The Eucharist, or mass, said Leadbeater, was particularly powerful. “It is a plan,” he wrote, “for helping on the evolution of the world by the frequent outpouring of floods of spiritual force.” When properly enacted, he said, the ceremony created an astral “thought-edifice” that can take on any number of variations, although it is usually based on a foursquare ground plan surmounted with a dome. Leadbeater even said that “the Church of Sancta Sophia at Constantinople was erected in imitation of one of these spiritual edifices.”
To create as powerful a vehicle as possible, the celebrant needs to perform the Eucharist correctly and with intention (as opposed to rote mechanical enactment). The Catholic and Anglican rites of Leadbeater’s day were, he said, defective, so he and Wedgwood recast them. “We set to work to eliminate the many features which from our point of view disfigure and weaken the older liturgies,” Wedgwood later wrote. “References to fear of God, to His wrath and to everlasting damnation were taken out, also the constant insistence on the sinfulness and worthlessness of man.” The resulting liturgy was published in 1919.
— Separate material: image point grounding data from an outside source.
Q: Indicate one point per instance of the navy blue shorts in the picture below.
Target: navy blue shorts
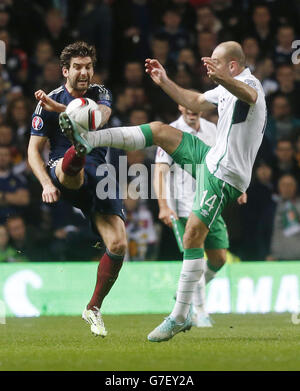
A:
(85, 198)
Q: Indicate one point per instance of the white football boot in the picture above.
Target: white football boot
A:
(94, 318)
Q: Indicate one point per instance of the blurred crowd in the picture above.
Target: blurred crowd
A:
(126, 32)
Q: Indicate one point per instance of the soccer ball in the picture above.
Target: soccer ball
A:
(85, 112)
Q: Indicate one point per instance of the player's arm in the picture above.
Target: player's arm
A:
(105, 114)
(36, 145)
(104, 101)
(238, 88)
(159, 184)
(190, 99)
(49, 104)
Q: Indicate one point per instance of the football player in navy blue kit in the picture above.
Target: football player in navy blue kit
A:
(72, 176)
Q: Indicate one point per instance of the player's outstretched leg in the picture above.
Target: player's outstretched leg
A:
(112, 230)
(129, 138)
(74, 132)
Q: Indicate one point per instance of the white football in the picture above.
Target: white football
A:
(85, 112)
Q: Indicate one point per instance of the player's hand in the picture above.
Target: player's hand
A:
(155, 70)
(165, 214)
(212, 70)
(242, 199)
(47, 103)
(50, 194)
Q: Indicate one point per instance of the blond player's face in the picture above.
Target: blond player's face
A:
(221, 62)
(80, 73)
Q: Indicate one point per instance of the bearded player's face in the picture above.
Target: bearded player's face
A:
(80, 73)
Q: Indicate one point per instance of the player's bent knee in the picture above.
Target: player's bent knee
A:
(117, 247)
(191, 238)
(156, 127)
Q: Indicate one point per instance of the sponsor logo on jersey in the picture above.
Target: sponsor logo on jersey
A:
(204, 212)
(37, 123)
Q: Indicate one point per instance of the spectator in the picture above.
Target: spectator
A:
(251, 50)
(283, 51)
(187, 56)
(229, 15)
(262, 29)
(207, 21)
(16, 60)
(297, 146)
(7, 140)
(7, 253)
(95, 27)
(160, 49)
(177, 36)
(133, 74)
(206, 42)
(281, 124)
(285, 76)
(42, 54)
(284, 161)
(183, 77)
(25, 242)
(51, 76)
(265, 73)
(140, 230)
(18, 116)
(138, 116)
(14, 195)
(285, 242)
(55, 31)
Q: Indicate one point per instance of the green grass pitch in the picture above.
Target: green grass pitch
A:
(236, 342)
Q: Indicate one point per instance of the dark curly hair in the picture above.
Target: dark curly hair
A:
(77, 49)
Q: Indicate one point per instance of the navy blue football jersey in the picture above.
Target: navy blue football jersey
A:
(45, 123)
(10, 184)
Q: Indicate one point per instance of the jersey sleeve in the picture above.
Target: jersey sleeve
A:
(40, 124)
(103, 96)
(162, 157)
(212, 96)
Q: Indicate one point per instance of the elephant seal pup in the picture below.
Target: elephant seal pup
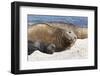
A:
(47, 36)
(81, 32)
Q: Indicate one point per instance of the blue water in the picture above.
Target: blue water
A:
(76, 20)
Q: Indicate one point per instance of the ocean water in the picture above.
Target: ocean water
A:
(76, 20)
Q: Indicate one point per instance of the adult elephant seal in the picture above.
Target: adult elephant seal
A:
(81, 32)
(48, 39)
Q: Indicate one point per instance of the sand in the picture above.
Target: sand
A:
(78, 51)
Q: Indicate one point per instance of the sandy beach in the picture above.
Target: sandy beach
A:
(78, 51)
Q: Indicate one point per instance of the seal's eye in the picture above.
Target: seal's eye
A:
(69, 31)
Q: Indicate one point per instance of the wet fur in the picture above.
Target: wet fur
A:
(47, 35)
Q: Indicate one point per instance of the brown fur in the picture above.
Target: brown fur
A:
(79, 31)
(48, 34)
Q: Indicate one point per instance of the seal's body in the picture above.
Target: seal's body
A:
(81, 32)
(53, 38)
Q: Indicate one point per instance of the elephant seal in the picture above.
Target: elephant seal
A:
(81, 32)
(48, 39)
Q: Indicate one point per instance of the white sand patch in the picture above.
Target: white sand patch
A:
(78, 51)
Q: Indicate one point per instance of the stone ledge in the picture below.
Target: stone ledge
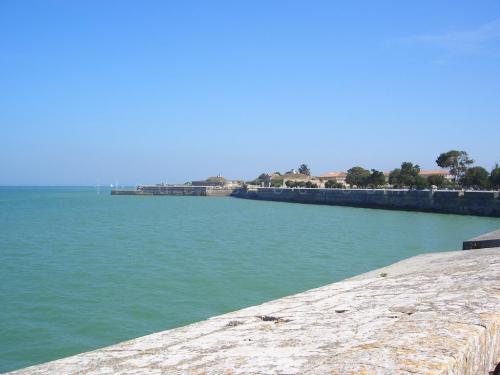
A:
(431, 314)
(491, 239)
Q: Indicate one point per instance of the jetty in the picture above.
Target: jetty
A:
(436, 313)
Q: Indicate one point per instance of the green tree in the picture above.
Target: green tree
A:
(475, 177)
(420, 182)
(495, 177)
(376, 178)
(456, 161)
(358, 176)
(304, 169)
(436, 180)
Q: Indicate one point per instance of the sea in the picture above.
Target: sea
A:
(81, 269)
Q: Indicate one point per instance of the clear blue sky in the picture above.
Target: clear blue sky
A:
(99, 92)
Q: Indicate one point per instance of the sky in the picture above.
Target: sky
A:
(129, 92)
As a result the LCC combines an elaborate, “high” Christian liturgy with freedom of thought. The church’s website states:
The Liberal Catholic Church erects no barriers around its altars. All who come in a spirit of reverence are welcome to Holy Communion and to all other services of the Church. What opinions or beliefs an individual holds is considered to be his/her own affair. The mind that is free is in the best condition to grow. Growth into spirituality enhances the perception of truth which each one must discover for himself/herself and in his/her own way. Anything less than full mental freedom is thought to retard progress. Thus, the difference between The Liberal Catholic Church and all other Catholic and Protestant Churches lies in the fact that with the ancient sacramental worship have been associated the widest measure of intellectual freedom and respect for the individual conscience.
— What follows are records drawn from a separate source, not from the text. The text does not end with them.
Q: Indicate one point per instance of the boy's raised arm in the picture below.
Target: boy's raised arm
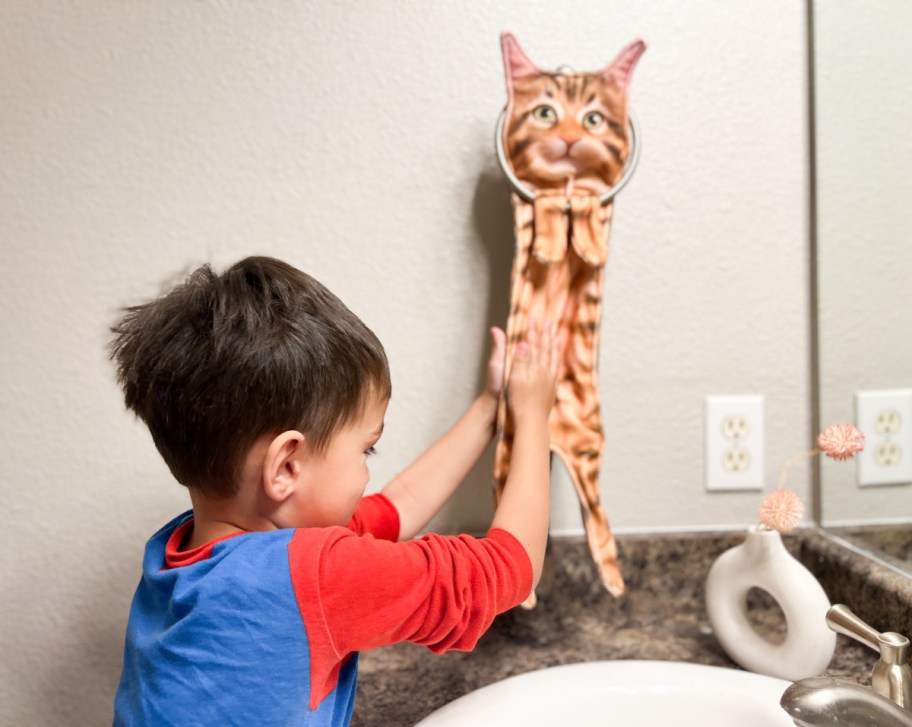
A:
(419, 491)
(525, 505)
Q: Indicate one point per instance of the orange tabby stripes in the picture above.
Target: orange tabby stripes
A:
(565, 138)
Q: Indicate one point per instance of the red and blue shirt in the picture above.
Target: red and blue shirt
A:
(265, 627)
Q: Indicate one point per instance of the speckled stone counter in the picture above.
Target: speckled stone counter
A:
(661, 617)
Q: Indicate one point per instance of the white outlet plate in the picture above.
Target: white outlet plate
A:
(885, 418)
(734, 442)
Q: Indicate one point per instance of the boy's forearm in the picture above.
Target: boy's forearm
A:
(525, 503)
(423, 488)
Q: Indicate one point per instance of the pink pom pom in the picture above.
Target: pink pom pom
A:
(841, 441)
(781, 510)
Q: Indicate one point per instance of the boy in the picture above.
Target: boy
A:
(265, 395)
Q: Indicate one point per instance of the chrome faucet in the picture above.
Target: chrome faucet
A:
(823, 701)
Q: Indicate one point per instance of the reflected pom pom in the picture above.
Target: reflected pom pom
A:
(841, 441)
(781, 510)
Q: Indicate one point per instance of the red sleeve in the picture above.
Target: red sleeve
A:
(357, 593)
(376, 515)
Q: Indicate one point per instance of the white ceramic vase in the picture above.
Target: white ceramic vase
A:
(763, 562)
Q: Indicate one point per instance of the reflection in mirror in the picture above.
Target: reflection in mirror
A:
(863, 169)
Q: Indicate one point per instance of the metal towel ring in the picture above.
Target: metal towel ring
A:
(632, 159)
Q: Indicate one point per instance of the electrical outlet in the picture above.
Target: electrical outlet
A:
(885, 418)
(734, 442)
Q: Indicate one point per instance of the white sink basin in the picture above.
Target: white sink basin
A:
(620, 693)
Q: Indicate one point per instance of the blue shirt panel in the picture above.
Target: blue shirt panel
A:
(222, 641)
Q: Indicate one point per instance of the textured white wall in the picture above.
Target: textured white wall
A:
(354, 139)
(864, 181)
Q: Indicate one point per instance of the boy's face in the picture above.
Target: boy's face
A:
(337, 477)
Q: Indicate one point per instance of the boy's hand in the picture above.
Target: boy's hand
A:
(533, 376)
(497, 363)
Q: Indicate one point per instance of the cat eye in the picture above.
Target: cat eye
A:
(545, 114)
(593, 120)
Membership figures for the LCC are difficult to come by, and it does not seem that any intense effort has been made in recent years to count members. William Downey, U.S. Regionary Bishop of the LCC, told me that the membership in this country had been reported as 8000 for some time, but that this figure was almost certainly overstated.
The anniversary celebration took place in the Albuquerque suburb of Rio Rancho, hosted by Our Lady Queen of Angels Liberal Catholic Church. It had been preceded by a synod of LCC bishops worldwide that had taken place during the previous week. Around sixty people attended, including LCC dignitaries from Australia, New Zealand, Britain, France, Hungary, and Brazil. I was received very warmly, and I was gratified to learn that many LCC clergy had read my books, especially Inner Christianity, and sometimes used them in study groups.
My own talk related to my forthcoming book, How God Became God. I tried to argue that since the literal truth of the Bible has been increasingly called into question in recent decades (archaeology, for example, has by no means verified many of the historical claims in the Old Testament), if we are to make some real use of the Bible in the future, it will have to involve returning to deeper, esoteric levels of meaning—such as, for example, seeing the biblical stories (such as the Exodus and the passion of Christ) not necessarily as factual accounts but as representations of stages that the soul goes through in its evolution. These meanings have been known since antiquity, but were pushed into the background in recent centuries. It seems to me that movements that are sympathetic to these approaches, including the LCC, could play a crucial part in revivifying Christianity in the years to come.